M. Leather a répondu «c’est mon impression», et il a dit qu’il en était arrivé à cette conclusion après avoir rassemblé les faits sur la «préparation» à la rencontre avec Mme Lucki.

Le surintendant en chef de la GRC Darren Campbell a allégué que lors d’une réunion le 28 avril 2020, Mme Lucki a déclaré qu’elle avait promis au bureau du premier ministre que les informations sur les armes à feu seraient publiées en lien avec la «loi en attente sur le contrôle des armes à feu» du gouvernement libéral.

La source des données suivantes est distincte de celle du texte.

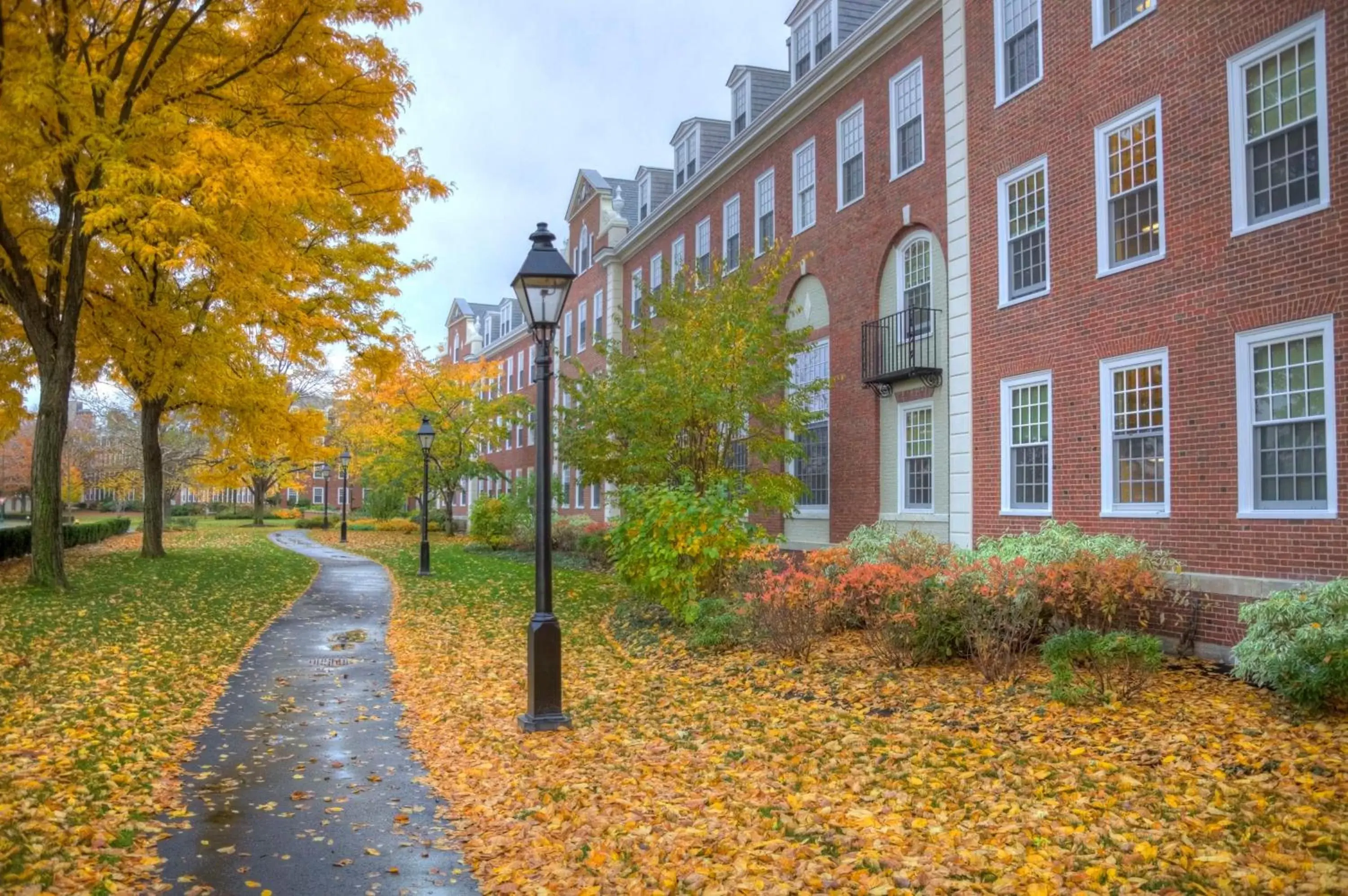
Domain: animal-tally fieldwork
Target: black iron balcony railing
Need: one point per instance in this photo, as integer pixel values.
(901, 347)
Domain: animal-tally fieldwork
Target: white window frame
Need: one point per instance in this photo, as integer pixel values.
(894, 118)
(858, 110)
(730, 220)
(743, 84)
(1007, 386)
(1005, 235)
(701, 248)
(1237, 100)
(1102, 141)
(797, 224)
(1099, 27)
(643, 199)
(999, 37)
(1109, 468)
(1247, 510)
(638, 294)
(904, 456)
(759, 212)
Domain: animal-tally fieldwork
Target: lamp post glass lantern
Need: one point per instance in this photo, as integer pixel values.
(425, 437)
(346, 491)
(542, 288)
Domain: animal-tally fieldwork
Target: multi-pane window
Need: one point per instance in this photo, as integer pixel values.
(823, 30)
(1026, 437)
(1130, 173)
(731, 234)
(804, 48)
(765, 213)
(1278, 104)
(804, 204)
(1113, 15)
(1020, 62)
(812, 468)
(704, 247)
(851, 157)
(908, 146)
(917, 458)
(1134, 435)
(685, 160)
(638, 296)
(917, 289)
(1025, 232)
(1286, 418)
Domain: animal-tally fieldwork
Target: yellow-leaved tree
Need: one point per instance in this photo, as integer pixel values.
(160, 142)
(386, 394)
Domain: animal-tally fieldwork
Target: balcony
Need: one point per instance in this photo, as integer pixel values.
(901, 347)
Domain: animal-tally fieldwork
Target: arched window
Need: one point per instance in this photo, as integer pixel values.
(916, 288)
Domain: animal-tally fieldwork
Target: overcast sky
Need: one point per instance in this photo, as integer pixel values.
(514, 98)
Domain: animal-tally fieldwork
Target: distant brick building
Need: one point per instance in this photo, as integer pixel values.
(1064, 261)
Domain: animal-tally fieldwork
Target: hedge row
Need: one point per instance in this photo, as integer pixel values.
(18, 542)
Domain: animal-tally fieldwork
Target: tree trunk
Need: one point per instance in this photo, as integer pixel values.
(153, 464)
(49, 565)
(261, 485)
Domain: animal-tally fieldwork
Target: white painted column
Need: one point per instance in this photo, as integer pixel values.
(960, 377)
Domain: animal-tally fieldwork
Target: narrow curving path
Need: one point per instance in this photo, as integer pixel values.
(304, 785)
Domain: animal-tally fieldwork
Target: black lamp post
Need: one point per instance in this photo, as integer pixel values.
(328, 483)
(425, 437)
(542, 288)
(346, 491)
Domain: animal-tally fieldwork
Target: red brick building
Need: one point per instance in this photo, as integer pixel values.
(1061, 261)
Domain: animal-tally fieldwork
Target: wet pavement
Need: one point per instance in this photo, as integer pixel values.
(304, 785)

Le gouvernement libéral était en train de concevoir de nouvelles mesures de contrôle des armes à feu pour réduire l’accès aux armes semi-automatiques dans les semaines qui ont suivi la fusillade de masse. MM. Campbell et Leather ont tous deux témoigné cette semaine que la divulgation des informations sur les armes à feu aurait interféré avec l’enquête cherchant à déterminer qui avait fourni au tueur les armes semi-automatiques.

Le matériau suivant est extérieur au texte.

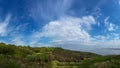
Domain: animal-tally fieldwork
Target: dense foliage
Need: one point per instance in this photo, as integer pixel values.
(12, 56)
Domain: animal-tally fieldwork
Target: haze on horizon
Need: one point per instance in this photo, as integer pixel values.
(84, 25)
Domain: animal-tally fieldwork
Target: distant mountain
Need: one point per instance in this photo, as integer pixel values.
(12, 56)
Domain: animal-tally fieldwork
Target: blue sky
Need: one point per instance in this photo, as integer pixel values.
(74, 24)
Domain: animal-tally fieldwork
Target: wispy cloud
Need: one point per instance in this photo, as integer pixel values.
(49, 10)
(3, 26)
(67, 29)
(110, 26)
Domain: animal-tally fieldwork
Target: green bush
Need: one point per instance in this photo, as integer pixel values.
(6, 63)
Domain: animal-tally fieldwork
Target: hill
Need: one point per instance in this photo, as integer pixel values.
(12, 56)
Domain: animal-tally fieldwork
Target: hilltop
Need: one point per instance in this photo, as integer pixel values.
(12, 56)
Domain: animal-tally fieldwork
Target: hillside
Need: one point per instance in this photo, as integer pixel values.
(12, 56)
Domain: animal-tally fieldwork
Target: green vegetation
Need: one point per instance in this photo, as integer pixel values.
(12, 56)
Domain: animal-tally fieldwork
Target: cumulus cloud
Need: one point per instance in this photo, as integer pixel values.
(3, 26)
(17, 41)
(110, 26)
(67, 29)
(49, 10)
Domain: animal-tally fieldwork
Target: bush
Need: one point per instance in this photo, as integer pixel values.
(6, 63)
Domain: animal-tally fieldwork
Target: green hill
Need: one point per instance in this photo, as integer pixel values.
(12, 56)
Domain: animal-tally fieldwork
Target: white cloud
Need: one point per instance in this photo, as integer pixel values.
(67, 29)
(110, 26)
(17, 40)
(3, 26)
(49, 10)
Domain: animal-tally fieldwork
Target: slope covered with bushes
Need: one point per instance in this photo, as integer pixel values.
(12, 56)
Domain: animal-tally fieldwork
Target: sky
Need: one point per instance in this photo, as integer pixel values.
(73, 24)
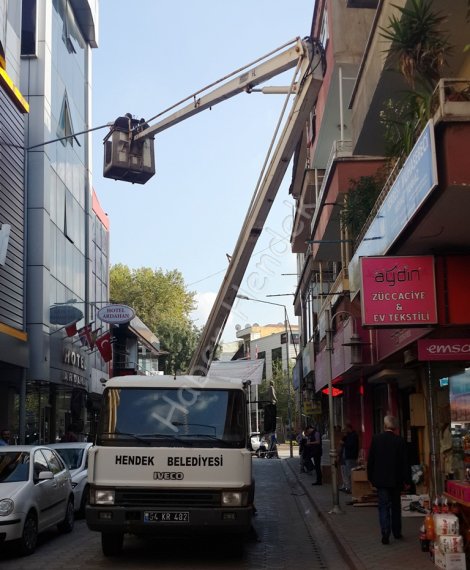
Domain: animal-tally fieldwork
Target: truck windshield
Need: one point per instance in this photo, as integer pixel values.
(173, 417)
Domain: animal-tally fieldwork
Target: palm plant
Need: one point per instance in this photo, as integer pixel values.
(418, 44)
(418, 48)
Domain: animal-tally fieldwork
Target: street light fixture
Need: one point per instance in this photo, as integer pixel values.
(286, 322)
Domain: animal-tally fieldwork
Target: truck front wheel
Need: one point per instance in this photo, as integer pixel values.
(111, 543)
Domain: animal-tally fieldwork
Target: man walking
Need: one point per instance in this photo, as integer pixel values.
(389, 472)
(313, 448)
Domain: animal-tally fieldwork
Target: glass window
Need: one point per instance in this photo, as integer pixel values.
(14, 466)
(40, 463)
(181, 416)
(55, 464)
(72, 456)
(28, 27)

M. Leather, qui est le chef des opérations criminelles en Nouvelle-Écosse, a témoigné mercredi qu’il avait reçu un appel dans la soirée du 22 avril – trois jours après la fusillade de masse – de Mme Lucki et qu’elle lui avait demandé de lui envoyer des détails sur les armes. Le surintendant a déclaré qu’une liste d’armes à feu qu’il avait envoyée à Mme Lucki était uniquement à des fins internes.

La déclaration de M. Leather au sujet de l’appel du 22 avril avec la commissaire Lucki et d’une série de courriels qui ont suivi n’avait pas été évoquée lors d’un entretien du 6 juillet avec des avocats chargés de l’enquête.

Lors du contre-interrogatoire jeudi par Michael Scott – un avocat qui représente la majorité des familles des victimes – M. Leather a déclaré qu’il n’avait pas discuté de l’appel avec Mme Lucki ou des courriels du 6 juillet parce que les avocats du ministère fédéral de la Justice lui avaient suggéré de prendre «une posture réactive».

«Le conseil que j’ai reçu était de ne pas divulguer de manière proactive la conversation (avec Mme Lucki) et les courriels menant à la réunion du 28 avril (2020)», a déclaré M. Leather.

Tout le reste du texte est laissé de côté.